Reputation: 741
I'm a little confused why my rancher-agent
is no longer able to connect to the cluster server. This was working for me for a long time, but it appears to have broken on its own. DNS and networking confuses me.
My setup:
Ubuntu 20.04.6 LTS
Docker version 23.0.1
v2.6.5
I have configured my cluster to run a single node, as specified here, and then I followed the advanced setup instructions to run rancher/rancher
and rancher/rancher-agent
on the same node.
Everything boots and runs. I can access all my applications in my cluster from https://homelab.local
and everything loads and runs. My rancher admin UI boots on https://homelab.local:8443/dashboard/home
. The issue is that I cannot manage the cluster at all.
I see these two errors under Cluster Management:
Unsupported Docker version found [23.0.1] on host [192.168.0.75], supported versions are [1.13.x 17.03.x 17.06.x 17.09.x 18.06.x 18.09.x 19.03.x 20.10.x]
and
[Disconnected] Cluster agent is not connected
So it appears that I have inadvertently upgraded Docker and this is breaking my cluster?
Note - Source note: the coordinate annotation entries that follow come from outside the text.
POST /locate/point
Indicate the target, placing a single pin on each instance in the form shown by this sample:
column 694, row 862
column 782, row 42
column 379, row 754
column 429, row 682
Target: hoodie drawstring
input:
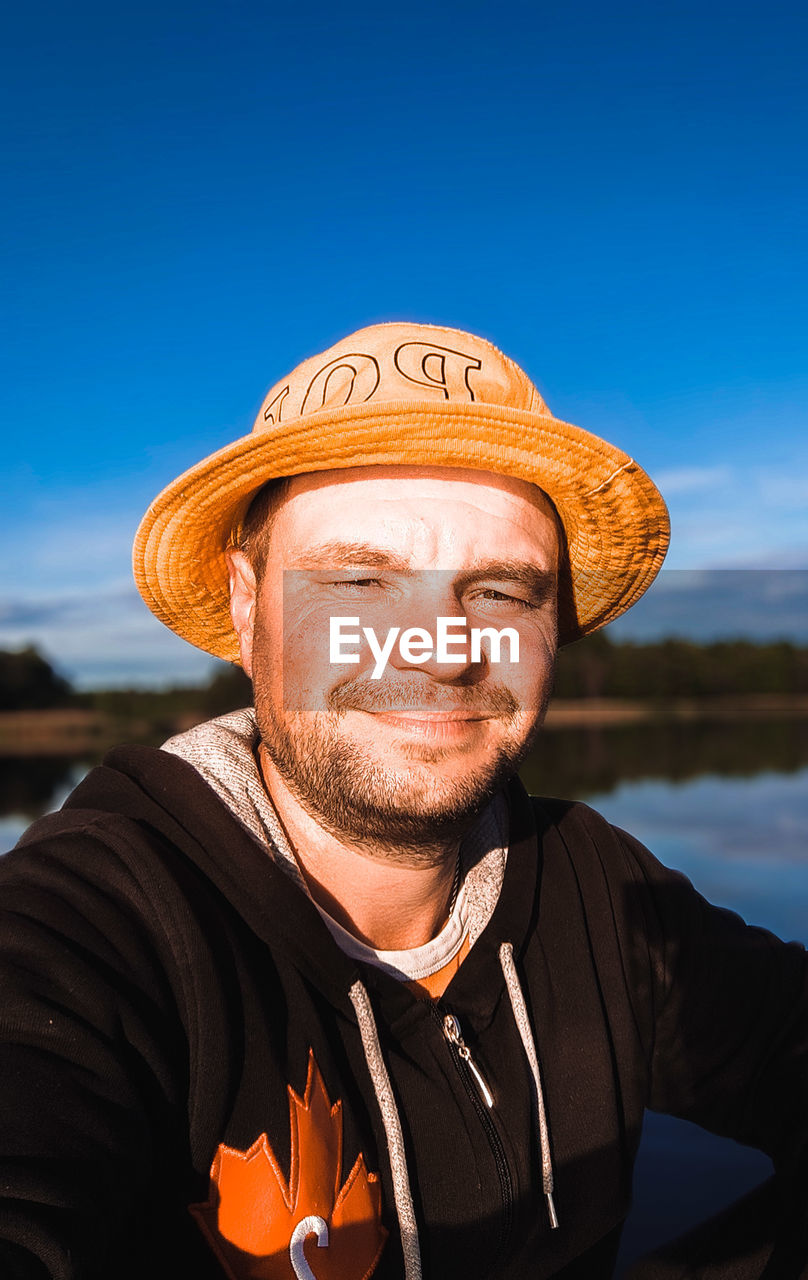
column 383, row 1091
column 523, row 1023
column 386, row 1100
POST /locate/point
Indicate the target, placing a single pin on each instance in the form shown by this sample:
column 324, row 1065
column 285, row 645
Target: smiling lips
column 436, row 726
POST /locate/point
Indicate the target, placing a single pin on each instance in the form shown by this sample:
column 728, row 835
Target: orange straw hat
column 407, row 394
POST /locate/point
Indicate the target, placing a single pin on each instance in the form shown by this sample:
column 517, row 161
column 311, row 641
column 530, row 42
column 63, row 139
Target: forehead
column 436, row 516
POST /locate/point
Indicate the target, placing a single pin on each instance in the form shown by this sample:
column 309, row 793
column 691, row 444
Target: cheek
column 305, row 672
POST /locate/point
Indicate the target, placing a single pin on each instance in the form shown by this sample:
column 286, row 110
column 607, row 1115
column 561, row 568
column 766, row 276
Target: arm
column 729, row 1051
column 91, row 1060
When I run kubectl get pods, I get some kind of cert error:
kubectl get nodes
E0326 19:56:23.504726 70231 memcache.go:265] couldn't get current server API group list: Get "https://localhost:8443/api?timeout=32s": x509: certificate signed by unknown authority
E0326 19:56:23.506701 70231 memcache.go:265] couldn't get current server API group list: Get "https://localhost:8443/api?timeout=32s": x509: certificate signed by unknown authority
E0326 19:56:23.508357 70231 memcache.go:265] couldn't get current server API group list: Get "https://localhost:8443/api?timeout=32s": x509: certificate signed by unknown authority
E0326 19:56:23.510425 70231 memcache.go:265] couldn't get current server API group list: Get "https://localhost:8443/api?timeout=32s": x509: certificate signed by unknown authority
E0326 19:56:23.513743 70231 memcache.go:265] couldn't get current server API group list: Get "https://localhost:8443/api?timeout=32s": x509: certificate signed by unknown authority
Unable to connect to the server: x509: certificate signed by unknown authority
How can I get my cluster back to a good state?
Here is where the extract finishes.